Well nothing gets power so, off to the power supply Here's the LCD Power supply (PSU). Its job is to take the 120 RMS wall AC and convert it into a useful set of voltages.
it unfortunately doesn't do anything.
After checking the psu top to bottom i found that the main switching IC (DATASHEET) wasn't actually doing anything Two reasons why this could happen:
1. A fuse was blown, somewhere
2. something on the output side of the power rail was shorted
3. The IC failed. <winner>
Re-Enabling the IC The power supply wasn't particularly doing anything. 120VAC entered in on one side, but no switching or activity was observed on the other.
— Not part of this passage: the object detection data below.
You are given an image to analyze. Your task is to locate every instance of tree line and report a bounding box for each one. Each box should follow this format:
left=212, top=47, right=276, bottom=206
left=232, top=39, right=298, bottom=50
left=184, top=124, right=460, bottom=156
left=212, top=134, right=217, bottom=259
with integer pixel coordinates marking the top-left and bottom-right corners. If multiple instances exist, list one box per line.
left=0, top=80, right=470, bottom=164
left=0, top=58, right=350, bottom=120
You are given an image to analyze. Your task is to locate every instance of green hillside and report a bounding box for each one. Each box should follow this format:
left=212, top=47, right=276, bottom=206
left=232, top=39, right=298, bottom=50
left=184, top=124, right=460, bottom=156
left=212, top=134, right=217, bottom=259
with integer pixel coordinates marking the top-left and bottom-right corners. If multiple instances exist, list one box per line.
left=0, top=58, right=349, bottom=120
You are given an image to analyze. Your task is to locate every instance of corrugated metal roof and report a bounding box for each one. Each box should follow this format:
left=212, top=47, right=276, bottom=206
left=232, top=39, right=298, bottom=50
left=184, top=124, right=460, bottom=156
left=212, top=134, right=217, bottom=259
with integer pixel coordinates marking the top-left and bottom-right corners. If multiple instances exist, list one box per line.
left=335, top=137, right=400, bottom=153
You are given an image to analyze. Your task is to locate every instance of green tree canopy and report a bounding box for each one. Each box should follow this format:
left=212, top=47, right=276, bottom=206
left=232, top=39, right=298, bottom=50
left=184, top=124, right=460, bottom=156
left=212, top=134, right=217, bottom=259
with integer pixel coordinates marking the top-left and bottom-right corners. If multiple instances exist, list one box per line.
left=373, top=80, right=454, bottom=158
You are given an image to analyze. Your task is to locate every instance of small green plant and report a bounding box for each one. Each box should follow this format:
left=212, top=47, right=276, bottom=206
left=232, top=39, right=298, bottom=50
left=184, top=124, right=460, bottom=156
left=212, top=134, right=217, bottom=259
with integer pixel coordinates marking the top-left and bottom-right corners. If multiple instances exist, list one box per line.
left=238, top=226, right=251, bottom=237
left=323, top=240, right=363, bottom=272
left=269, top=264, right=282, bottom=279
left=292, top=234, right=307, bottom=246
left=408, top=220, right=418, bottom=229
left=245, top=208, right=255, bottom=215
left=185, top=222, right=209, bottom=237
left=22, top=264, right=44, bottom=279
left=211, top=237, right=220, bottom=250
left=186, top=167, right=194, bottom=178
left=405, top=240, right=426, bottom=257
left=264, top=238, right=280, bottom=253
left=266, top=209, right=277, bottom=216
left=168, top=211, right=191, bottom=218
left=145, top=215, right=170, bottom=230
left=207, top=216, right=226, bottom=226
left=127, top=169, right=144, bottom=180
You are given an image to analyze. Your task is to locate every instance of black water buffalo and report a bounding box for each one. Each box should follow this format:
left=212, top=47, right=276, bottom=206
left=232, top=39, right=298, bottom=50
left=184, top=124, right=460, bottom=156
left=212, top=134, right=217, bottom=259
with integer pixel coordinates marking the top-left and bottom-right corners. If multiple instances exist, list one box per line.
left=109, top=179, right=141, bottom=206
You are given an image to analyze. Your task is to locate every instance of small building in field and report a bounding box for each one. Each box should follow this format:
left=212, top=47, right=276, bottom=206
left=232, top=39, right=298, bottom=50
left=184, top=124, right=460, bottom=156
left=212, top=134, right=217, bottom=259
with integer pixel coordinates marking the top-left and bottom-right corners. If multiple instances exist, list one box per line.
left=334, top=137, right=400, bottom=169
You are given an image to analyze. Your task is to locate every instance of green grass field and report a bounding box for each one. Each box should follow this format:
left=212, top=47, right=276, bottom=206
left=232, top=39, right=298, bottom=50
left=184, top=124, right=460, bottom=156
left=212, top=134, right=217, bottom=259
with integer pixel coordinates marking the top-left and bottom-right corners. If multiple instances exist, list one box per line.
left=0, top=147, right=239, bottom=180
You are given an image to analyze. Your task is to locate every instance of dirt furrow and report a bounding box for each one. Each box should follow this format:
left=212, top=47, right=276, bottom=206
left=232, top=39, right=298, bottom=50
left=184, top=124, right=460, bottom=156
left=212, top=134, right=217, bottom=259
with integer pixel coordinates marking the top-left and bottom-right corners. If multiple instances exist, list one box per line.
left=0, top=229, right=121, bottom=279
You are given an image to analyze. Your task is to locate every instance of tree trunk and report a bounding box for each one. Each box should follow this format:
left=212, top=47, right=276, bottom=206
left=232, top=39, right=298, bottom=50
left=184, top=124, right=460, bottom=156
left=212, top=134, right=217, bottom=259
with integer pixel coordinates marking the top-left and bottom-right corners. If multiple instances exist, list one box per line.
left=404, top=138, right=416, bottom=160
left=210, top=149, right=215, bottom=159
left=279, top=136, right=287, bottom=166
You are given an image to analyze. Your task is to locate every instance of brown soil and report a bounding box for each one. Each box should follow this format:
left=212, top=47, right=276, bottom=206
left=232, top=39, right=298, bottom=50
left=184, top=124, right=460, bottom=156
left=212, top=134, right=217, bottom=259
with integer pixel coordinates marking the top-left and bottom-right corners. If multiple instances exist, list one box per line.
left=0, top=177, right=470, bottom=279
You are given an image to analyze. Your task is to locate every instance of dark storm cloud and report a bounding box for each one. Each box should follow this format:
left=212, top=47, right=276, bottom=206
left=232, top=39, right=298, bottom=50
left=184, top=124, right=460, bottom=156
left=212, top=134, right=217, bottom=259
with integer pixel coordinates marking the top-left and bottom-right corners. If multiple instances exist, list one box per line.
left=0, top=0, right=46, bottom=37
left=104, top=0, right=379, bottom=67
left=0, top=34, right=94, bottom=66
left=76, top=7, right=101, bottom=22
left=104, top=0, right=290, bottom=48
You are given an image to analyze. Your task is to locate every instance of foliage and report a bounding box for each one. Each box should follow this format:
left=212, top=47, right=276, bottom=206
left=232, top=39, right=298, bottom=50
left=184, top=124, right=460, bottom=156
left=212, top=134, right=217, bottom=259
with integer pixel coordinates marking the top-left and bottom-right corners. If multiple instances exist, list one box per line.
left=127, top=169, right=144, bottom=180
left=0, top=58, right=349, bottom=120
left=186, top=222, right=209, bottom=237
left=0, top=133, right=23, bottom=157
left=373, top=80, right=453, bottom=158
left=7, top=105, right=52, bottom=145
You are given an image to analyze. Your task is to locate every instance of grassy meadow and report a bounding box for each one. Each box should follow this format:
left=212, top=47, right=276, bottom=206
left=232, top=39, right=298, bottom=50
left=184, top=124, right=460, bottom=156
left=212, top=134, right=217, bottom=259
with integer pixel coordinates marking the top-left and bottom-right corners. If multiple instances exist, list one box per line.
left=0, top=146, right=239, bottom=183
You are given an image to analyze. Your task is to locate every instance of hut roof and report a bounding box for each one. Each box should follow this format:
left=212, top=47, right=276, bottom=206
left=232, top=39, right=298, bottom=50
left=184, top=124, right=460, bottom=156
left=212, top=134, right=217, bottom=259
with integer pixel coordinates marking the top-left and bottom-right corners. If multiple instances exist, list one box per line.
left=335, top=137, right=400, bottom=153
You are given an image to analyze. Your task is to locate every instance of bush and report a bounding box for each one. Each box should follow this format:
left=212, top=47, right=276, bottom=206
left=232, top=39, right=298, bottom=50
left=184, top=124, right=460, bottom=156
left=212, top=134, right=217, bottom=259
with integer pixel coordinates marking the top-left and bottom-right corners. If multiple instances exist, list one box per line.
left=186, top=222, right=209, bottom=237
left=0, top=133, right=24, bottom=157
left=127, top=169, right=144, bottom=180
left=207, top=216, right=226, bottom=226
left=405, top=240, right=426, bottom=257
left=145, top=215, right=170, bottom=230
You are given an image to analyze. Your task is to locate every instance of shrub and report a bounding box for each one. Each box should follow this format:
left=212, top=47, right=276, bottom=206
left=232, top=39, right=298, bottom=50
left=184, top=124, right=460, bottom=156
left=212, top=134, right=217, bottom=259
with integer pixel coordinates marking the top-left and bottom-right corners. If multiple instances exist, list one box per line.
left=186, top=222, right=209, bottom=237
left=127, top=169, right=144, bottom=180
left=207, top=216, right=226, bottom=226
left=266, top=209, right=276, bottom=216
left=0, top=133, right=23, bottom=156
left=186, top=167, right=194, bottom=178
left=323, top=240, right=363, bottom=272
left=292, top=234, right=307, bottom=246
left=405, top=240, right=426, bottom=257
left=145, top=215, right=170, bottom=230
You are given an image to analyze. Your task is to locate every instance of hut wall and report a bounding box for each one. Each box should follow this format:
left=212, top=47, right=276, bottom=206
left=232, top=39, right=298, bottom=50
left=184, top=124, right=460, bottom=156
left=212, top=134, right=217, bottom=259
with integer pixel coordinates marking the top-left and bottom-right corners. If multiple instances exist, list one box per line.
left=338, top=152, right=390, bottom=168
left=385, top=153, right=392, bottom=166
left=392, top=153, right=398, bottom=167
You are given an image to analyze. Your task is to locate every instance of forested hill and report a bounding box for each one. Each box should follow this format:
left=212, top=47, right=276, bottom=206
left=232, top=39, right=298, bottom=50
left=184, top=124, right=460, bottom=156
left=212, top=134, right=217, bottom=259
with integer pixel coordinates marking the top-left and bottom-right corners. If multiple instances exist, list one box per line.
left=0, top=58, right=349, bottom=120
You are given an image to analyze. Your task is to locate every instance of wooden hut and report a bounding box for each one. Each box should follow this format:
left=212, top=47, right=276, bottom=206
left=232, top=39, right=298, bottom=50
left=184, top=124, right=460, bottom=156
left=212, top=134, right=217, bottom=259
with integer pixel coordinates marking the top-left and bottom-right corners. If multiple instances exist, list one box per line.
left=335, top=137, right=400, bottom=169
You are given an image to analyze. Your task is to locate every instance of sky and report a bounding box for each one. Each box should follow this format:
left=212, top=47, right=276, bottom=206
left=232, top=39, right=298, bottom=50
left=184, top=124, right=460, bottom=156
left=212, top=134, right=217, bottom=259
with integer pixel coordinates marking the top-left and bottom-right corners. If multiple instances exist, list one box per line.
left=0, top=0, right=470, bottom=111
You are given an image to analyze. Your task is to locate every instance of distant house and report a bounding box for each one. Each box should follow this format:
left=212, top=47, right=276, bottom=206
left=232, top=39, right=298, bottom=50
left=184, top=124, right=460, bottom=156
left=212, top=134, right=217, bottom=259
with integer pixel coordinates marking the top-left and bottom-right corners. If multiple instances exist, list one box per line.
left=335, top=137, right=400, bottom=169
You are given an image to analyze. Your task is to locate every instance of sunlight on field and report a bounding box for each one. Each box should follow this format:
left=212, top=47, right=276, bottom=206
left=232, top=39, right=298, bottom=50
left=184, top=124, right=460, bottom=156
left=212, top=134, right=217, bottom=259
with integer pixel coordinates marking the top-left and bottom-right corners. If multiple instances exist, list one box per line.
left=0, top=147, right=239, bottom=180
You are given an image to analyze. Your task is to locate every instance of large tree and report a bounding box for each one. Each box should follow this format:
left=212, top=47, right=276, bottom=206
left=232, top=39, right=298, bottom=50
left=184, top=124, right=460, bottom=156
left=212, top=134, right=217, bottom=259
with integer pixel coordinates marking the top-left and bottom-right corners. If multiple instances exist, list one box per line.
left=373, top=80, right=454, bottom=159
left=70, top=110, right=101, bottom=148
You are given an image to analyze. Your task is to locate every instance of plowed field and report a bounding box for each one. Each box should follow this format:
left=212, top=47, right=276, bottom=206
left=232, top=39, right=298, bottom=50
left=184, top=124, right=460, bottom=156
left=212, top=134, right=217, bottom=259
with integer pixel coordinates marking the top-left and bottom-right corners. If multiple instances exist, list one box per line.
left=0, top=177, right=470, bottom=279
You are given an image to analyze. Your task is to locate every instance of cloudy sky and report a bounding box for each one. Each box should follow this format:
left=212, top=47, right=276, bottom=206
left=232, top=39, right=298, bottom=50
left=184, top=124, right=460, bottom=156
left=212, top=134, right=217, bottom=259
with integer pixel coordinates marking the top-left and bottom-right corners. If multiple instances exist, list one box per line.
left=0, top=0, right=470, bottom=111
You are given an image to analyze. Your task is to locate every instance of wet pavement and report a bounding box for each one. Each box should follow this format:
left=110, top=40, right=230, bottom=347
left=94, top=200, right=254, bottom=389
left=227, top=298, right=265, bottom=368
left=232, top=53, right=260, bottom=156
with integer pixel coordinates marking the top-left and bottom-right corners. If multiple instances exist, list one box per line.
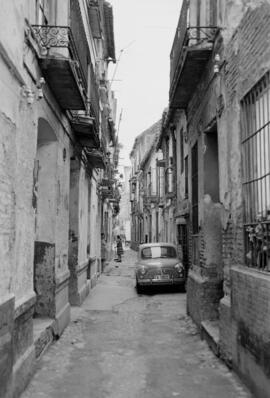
left=22, top=250, right=251, bottom=398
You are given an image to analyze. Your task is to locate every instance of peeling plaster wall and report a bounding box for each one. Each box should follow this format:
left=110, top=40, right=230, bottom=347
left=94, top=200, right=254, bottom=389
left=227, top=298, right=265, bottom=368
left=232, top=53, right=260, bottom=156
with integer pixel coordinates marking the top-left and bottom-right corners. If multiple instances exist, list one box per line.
left=90, top=176, right=101, bottom=273
left=78, top=168, right=89, bottom=264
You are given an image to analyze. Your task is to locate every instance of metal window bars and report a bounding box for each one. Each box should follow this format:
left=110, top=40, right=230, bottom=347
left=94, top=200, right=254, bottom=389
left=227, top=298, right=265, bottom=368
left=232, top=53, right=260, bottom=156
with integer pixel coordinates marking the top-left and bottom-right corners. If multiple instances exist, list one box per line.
left=241, top=72, right=270, bottom=272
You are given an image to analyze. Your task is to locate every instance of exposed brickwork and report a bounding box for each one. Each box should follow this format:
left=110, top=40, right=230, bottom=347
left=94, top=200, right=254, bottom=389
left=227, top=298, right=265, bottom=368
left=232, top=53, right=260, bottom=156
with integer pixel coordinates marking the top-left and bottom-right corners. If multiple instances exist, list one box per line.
left=187, top=271, right=222, bottom=325
left=220, top=6, right=270, bottom=396
left=231, top=268, right=270, bottom=397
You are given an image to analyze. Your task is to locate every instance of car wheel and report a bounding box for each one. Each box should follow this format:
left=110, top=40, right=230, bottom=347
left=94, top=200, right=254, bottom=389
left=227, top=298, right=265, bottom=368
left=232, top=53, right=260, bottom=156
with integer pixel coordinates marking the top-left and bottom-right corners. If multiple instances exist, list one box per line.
left=136, top=280, right=143, bottom=294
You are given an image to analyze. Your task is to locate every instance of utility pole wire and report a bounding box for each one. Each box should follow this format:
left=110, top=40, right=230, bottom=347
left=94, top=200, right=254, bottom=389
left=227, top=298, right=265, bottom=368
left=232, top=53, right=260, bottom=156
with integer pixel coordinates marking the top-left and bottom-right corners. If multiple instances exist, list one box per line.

The switching IC is actually common (a spare was found in an old ATC power supply) I tacked a wire to the 'enable' line of the IC in hopes of starting it back up. No dice.
(Better view of connectors) Here's the main board
Cheat After deciding to reverse engineer the power supply connector, i noticed that on the other side of the board, it was labeled.
so the next step was to feed in the appropriate voltages and see what happens.
TLDR: Label your PCB traces
check it The next part is crucial. after tacking wires to either supply and throwing some input caps in place, run both supplies from power supplies with ameters. You want to know how much either side consumes. This LCD pulls a little over 1 A at 12v, and 300ma at 5V.
Package it up It works, package it back up with the handful of screws you actually saved.

(image of back of monitor with metal emi shielding back on)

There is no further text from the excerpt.